Nc has shown compatibility with various nanocarriers including some smart ones. As with any inflammatory condition, there is a presence of oxidative stress due to excess production of free radicals like .OH, ONOO- and reduction of local pH which leads to cellular destruction; as an extension of inflammation. ROS/RNS can be the result of the overspill of intracellular production in activated macrophages [54]. These events also occur in periodontal inflammation. Carriers which can deliver active pharmacological agents in centres of inflammation will be gaining importance in such chronic destructive conditions like periodontitis. These carriers can release agents to areas under oxidative stress. A new system of smart nano carriers has been developed to deliver nanoparticle active agent in areas of oxidative stress.
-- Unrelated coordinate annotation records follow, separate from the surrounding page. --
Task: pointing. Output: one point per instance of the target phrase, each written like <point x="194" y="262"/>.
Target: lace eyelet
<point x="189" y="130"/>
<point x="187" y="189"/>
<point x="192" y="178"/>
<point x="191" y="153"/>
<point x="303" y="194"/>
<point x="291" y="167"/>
Pu et al. [54] developed curcumin nano particles (NPs) and delivered it to the area specific with high oxidative stress by a pH responsive NPs made of N-palmitoyl chitosan (NPCS) to deliver curcumin. These dual responsive nanoparticles for oxidative stress and reduced pH released its payload of encapsulated curcumin in an inflammatory milieu.

Further research should be concentrated on formulation of nano curcumin specific for periodontitis. A recent study nano-curcumin particles in a chitosan film displayed potential for the treatment of periodontal disease [53]. So the effects brought about by the treatment regimen using curcumin can have a synergistic effect of anti-inflammatory and antioxidant properties could be used in the treatment of periodontal disease. The safety of curcumin and its various forms has been studied with positive results. It has been observed that very high doses of curcumin of upto 400 mg/kg and longer duration of upto 8 weeks did not cause any adverse effects in rats but lead to reduction in the TNF–α and IL-6 levels in rats [54]. With newer formulation, lower doses can achieve the same efficacy of that of conventional curcumin.


There is definitely an overlap in the mechanism of periodontal inflammation and destruction and the effects caused by curcumin. The influence of curcumin on TLRs and hence the inactivation of NF-κB could be the common link which could justify the use of curcumin in managing periodontal infection and destruction. The development of chemically modified curcumin and the later development into nano formulation augur well to the use in periodontal condition. Recent advances in drug delivery systems brings back hope in developing smart local and systemic forms of nano curcumin to combat either independently or as an adjuvant the periodontal disease. The host mechanism of tissue destruction can be modulated and manipulated to help in the recovery of periodontal tissues. Pharmaceutical giants should get interested in coming together with academics and clinicians to help develop simple to use effective formulations targeted to halt periodontal inflammation and destruction due to periodontitis.